Norwich City this afternoon looked the proverbial gift horse in the mouth and duly walked away from the KC Stadium, Hull, with nothing to show for their untidy efforts as a ten-man Hull City held out for a 1-0 win.
A goal to the good following a first-half penalty from Robbie Brady, a moment of madness from Yannick Sagbo in the 27th minute gave Chris Hughton’s expensively-assembled men 70 minutes to break the Tigers down courtesy of that one man advantage and prise at least a point out of their first Premier League away day of the new season.
In the event, however, the Canaries never really unduly troubled the home side courtesy of a fitful, sloppy display littered with unforced errors and poor decision-making.
By the end of the contest, City were virtually camped in the Hull half but bar a sharp save from a Ricky van Wolfswinkel header, keeper Allan McGregor barely had a save of note to make as Norwich huffed and puffed with little effect.

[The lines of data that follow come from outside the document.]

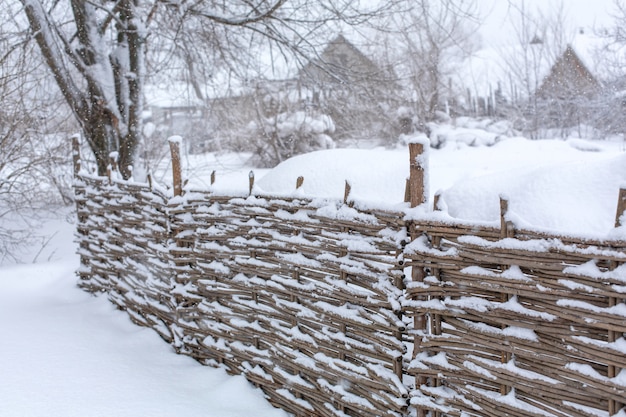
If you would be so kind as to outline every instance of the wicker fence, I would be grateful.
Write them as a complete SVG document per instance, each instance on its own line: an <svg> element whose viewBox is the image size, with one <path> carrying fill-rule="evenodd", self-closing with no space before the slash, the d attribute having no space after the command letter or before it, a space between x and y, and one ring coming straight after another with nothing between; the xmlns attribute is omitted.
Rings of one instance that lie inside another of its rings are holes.
<svg viewBox="0 0 626 417"><path fill-rule="evenodd" d="M77 161L80 284L297 416L626 415L626 242L436 222L419 152L398 212Z"/></svg>

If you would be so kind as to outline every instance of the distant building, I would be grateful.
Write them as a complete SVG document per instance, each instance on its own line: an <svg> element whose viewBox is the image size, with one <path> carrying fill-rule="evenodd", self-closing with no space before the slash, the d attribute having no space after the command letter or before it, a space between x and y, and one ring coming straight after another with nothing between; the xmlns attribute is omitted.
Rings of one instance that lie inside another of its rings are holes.
<svg viewBox="0 0 626 417"><path fill-rule="evenodd" d="M583 63L572 45L556 60L537 89L542 99L593 98L602 84Z"/></svg>
<svg viewBox="0 0 626 417"><path fill-rule="evenodd" d="M169 90L147 86L146 107L164 135L193 135L187 143L195 152L230 142L245 148L247 126L286 111L329 115L336 127L334 140L390 139L397 137L389 116L397 108L392 79L338 35L293 78L252 80L237 93L206 94L204 101L190 85Z"/></svg>

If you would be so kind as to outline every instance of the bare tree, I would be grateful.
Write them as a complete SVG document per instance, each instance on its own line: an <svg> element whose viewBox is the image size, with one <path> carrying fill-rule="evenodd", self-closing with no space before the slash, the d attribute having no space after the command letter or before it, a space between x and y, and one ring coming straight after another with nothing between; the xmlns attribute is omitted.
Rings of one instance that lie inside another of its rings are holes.
<svg viewBox="0 0 626 417"><path fill-rule="evenodd" d="M418 0L400 3L388 18L385 51L421 123L445 111L451 78L478 46L474 0Z"/></svg>
<svg viewBox="0 0 626 417"><path fill-rule="evenodd" d="M249 50L245 40L248 46L256 39L271 41L280 45L281 53L293 52L324 25L359 19L364 13L349 0L20 1L46 63L95 155L98 172L106 171L111 153L117 152L125 178L132 174L142 132L146 52L157 57L167 54L164 44L151 49L153 40L169 41L175 50L170 57L182 57L196 80L200 71L193 49L177 48L188 34L205 34L193 42L208 42L214 48L212 57L228 61L229 56ZM167 30L160 33L163 26L157 23L164 19Z"/></svg>
<svg viewBox="0 0 626 417"><path fill-rule="evenodd" d="M0 8L0 262L42 244L36 214L73 198L66 138L76 126L14 6Z"/></svg>

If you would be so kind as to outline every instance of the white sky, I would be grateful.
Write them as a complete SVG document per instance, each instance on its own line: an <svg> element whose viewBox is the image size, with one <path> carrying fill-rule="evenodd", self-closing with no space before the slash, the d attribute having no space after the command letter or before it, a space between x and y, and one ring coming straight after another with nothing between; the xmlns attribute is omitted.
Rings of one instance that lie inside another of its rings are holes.
<svg viewBox="0 0 626 417"><path fill-rule="evenodd" d="M610 26L614 0L477 0L485 17L481 33L485 43L503 41L507 35L507 14L511 5L523 2L528 10L549 13L562 2L568 23L573 27Z"/></svg>

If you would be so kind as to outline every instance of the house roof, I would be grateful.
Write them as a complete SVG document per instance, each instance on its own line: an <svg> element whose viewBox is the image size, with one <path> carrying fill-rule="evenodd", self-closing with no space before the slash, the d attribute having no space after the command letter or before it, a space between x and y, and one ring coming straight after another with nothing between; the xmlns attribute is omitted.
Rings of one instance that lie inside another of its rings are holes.
<svg viewBox="0 0 626 417"><path fill-rule="evenodd" d="M311 60L299 72L301 79L319 83L363 82L382 76L378 65L341 34L328 43L319 58Z"/></svg>
<svg viewBox="0 0 626 417"><path fill-rule="evenodd" d="M603 37L579 31L561 51L550 50L543 42L485 48L463 63L456 83L473 96L485 97L499 88L504 97L514 100L539 91L554 65L561 62L560 66L578 68L570 75L577 72L589 85L598 85L614 76L615 59L626 57L622 51L607 48L607 44Z"/></svg>

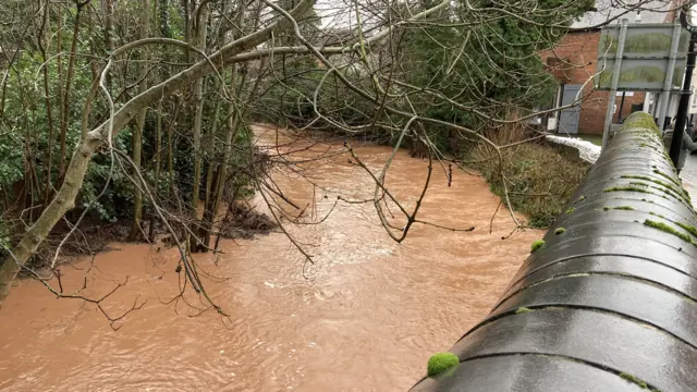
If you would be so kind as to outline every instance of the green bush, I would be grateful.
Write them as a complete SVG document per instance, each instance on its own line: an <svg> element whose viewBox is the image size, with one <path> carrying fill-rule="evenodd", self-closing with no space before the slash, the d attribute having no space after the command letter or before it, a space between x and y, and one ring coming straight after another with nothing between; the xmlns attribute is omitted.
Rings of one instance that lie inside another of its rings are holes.
<svg viewBox="0 0 697 392"><path fill-rule="evenodd" d="M499 145L506 144L496 136L492 139ZM528 218L527 224L533 228L552 224L589 168L567 150L545 142L522 144L503 149L502 154L511 205ZM491 191L503 197L501 167L496 151L479 145L470 150L466 161L476 161L472 166L484 175Z"/></svg>

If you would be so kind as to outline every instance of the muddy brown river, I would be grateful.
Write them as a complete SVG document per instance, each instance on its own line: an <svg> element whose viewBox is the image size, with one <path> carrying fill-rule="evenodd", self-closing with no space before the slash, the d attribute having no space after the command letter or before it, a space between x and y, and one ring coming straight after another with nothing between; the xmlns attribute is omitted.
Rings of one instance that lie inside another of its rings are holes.
<svg viewBox="0 0 697 392"><path fill-rule="evenodd" d="M261 143L274 137L270 128L256 131ZM341 143L303 146L278 151L301 150L289 160L327 157L279 164L273 179L298 207L309 205L305 222L325 217L337 196L372 198L367 172L348 163L347 152L337 155ZM391 154L370 145L355 151L375 171ZM399 151L389 171L387 188L408 210L427 166ZM260 201L257 195L254 203ZM105 310L118 316L134 301L147 303L113 331L95 305L56 299L40 283L20 281L0 309L0 390L405 391L432 353L486 316L541 236L526 231L502 241L514 224L503 208L491 221L498 205L481 177L454 171L449 187L443 168L435 167L418 218L475 231L415 224L398 244L372 203L339 201L319 224L286 224L315 265L282 233L222 241L224 254L197 260L212 275L204 281L229 319L170 302L178 293L174 248L112 244L94 260L64 266L65 291L80 289L86 277L83 294L98 297L127 277ZM403 225L394 205L390 211L391 222ZM186 298L200 304L191 293Z"/></svg>

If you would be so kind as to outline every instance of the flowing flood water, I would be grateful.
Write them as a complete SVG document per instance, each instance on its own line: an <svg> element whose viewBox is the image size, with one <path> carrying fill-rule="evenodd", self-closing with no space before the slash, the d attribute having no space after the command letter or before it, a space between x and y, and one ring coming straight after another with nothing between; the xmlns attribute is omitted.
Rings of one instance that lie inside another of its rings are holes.
<svg viewBox="0 0 697 392"><path fill-rule="evenodd" d="M273 134L257 128L265 143ZM276 166L273 180L301 209L309 205L305 222L321 220L337 196L372 198L367 172L347 152L337 155L341 143L303 146L285 158L327 157L294 170ZM355 154L377 171L391 149L357 146ZM427 167L399 151L388 173L387 188L409 211ZM258 195L255 201L261 204ZM315 265L305 266L282 233L222 241L224 254L196 257L201 270L222 278L205 282L229 319L212 310L197 316L182 301L168 304L178 293L175 248L112 244L94 260L63 267L65 291L86 282L83 294L99 297L127 277L105 310L119 316L134 301L147 303L113 331L95 305L56 299L39 282L20 281L0 309L0 390L405 391L432 353L487 315L541 236L526 231L501 240L514 224L503 207L492 220L498 205L481 177L455 170L449 187L435 164L417 218L475 231L415 224L398 244L372 203L338 201L319 224L286 224ZM403 225L394 205L390 211ZM191 293L186 298L197 304Z"/></svg>

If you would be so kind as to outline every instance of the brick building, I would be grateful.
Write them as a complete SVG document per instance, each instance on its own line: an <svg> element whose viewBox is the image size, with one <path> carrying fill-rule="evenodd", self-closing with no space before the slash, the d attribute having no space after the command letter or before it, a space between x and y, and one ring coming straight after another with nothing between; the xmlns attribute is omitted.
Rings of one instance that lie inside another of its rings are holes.
<svg viewBox="0 0 697 392"><path fill-rule="evenodd" d="M572 103L583 86L582 105L562 110L558 114L555 127L559 133L600 135L603 131L609 91L594 90L594 81L590 79L598 70L598 44L600 40L600 28L592 26L626 11L614 9L609 1L603 0L599 0L597 5L597 12L586 14L572 25L578 29L570 32L557 47L541 53L542 62L560 82L555 106ZM636 12L632 12L623 17L629 19L631 23L639 21L643 23L672 23L675 17L672 10L675 8L675 4L670 2L657 1L655 8L651 9L652 11L644 10L638 16ZM637 110L653 112L653 94L627 91L624 96L624 102L622 102L622 93L614 97L613 123L617 123Z"/></svg>

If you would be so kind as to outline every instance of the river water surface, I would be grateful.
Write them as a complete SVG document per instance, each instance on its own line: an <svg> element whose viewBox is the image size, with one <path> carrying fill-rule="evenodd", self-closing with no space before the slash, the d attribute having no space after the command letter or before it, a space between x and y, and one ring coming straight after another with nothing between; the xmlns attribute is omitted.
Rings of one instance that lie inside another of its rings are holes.
<svg viewBox="0 0 697 392"><path fill-rule="evenodd" d="M267 145L274 138L273 130L256 131ZM273 170L279 189L301 209L309 206L305 222L323 218L338 196L372 197L371 177L348 162L347 152L337 155L342 148L304 140L269 150L302 149L286 160L326 156ZM355 154L377 171L391 149L366 145ZM387 188L409 211L427 167L405 151L392 162ZM475 231L415 224L398 244L372 203L339 201L319 224L288 226L315 265L282 233L223 241L224 254L197 259L201 270L223 278L205 282L230 319L215 311L196 316L182 301L168 304L178 292L174 248L112 244L94 260L63 267L65 291L86 282L83 293L98 297L127 277L105 309L118 316L134 301L147 303L113 331L93 304L56 299L40 283L20 281L0 309L0 390L407 390L432 353L448 350L487 315L541 236L526 231L501 240L514 224L504 208L491 220L498 205L482 179L457 170L449 187L445 171L435 166L418 218ZM396 206L390 211L403 225Z"/></svg>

The more they tried – and failed – the more their frustration grew; six minutes of added on time almost let substitute Wes Hoolahan in; equally it almost saw Hull double their advantage as they countered with spirit and determination.
It wasn’t what the travelling Faithful would have been hoping once Sagbo had seen red so early.
With Hughton unable to call on both skipper Sebastien Bassong and Gary Hooper – coupled to the long-term injury blow for Elliott Bennett – so those that shone against Everton last week were given another opportunity to impress.
An opportunity that Nathan Redmond, in particular, initially took up with relish as he tore into the Tigers back four from the outset and would force keeper McGregor into a sharp save on the ten minute mark.
By when Dutch Under-21 international Leroy Fer – handed his debut ahead of Hoolahan – had already demonstrated his potent, attacking threat by using all of his 6ft 1in frame to meet a fourth-minute Steven Whittaker cross at the far post only for him firm, downward header to rear up and wide of McGregor’s right upright.
The home side were not without their moments in a bright and open starting spell; Jake Livermore sweeping a decent effort just over John Ruddy’s bar as Hull began to hit their stride.
And earned less than their due reward in the 20th minute with a penalty as Sone Aluko and Michael Turner tangled beneath a hopeful, long cross from Ahmed Elmohamady. The ball would sail high over the pair of them, but somewhere in said tangle of arms and elbows, officialdom saw a foul.
Brady would convert with grateful ease as Norwich’s best-laid plans fell foul of six of one and half a dozen of the other; either way, it was hardly the dream return for ex-Tigers star Turner.
Whether or not referee Mike Jones felt he had to even the decisions up, come the 27th minute mark and Hull were a goal up and a man down after Sagbo was deemed to have aimed a head-butt at van Wolfswinkel on the edge of his own penalty area and was duly shown a straight red.
A gift horse had just been delivered to the visitors as Hull faced up to the prospect of playing the final hour of the contest with a one-man disadvantage. If Norwich were to prise at least a point out of their unexpected good fortune, however, they would have to tidy their game up. It was all-too sloppy for many a liking.
Alternatively, City could just give the ball more often to Master Redmond. The teenager was on it; carving big in-roads into the Tigers’ defence every time the opportunity arose until his legs and his decision-making tired after the interval.
Come said break and Hughton was of a mind to open the game out and sacrifice the defensive attributes of a Bradley Johnson for the greater attacking threat posed by a Robert Snodgrass. As ever against ten men, patience would be at a premium.
As would keeping mistakes to a minimum.
Jonny Howson would twice chance his arm from distance as Norwich slowly started to turn the screw; helped by Howson being pushed into a more central role by Snodgrass’ arrival.
The second change of the afternoon arrived in the 65th minute as Johan Elmander made his debut at the expense of the misfiring Tettey; Norwich were going more direct in a more traditional formation.
Van Wolfswinkel was finally handed a sight of the Hull goal on the 67th minute; his sharp header off an inviting Javier Garrido cross forcing McGregor into an equally sharp save.
And that was about as good as it got as City’s final ball proved as ill-considered and ill-hit as all-too much of their movement. There wasn’t a man amongst them that didn’t give away a sloppy pass or fail to take advantage of a half-decent position.
Room for considerable improvement would be the polite way of putting it. Chance lost.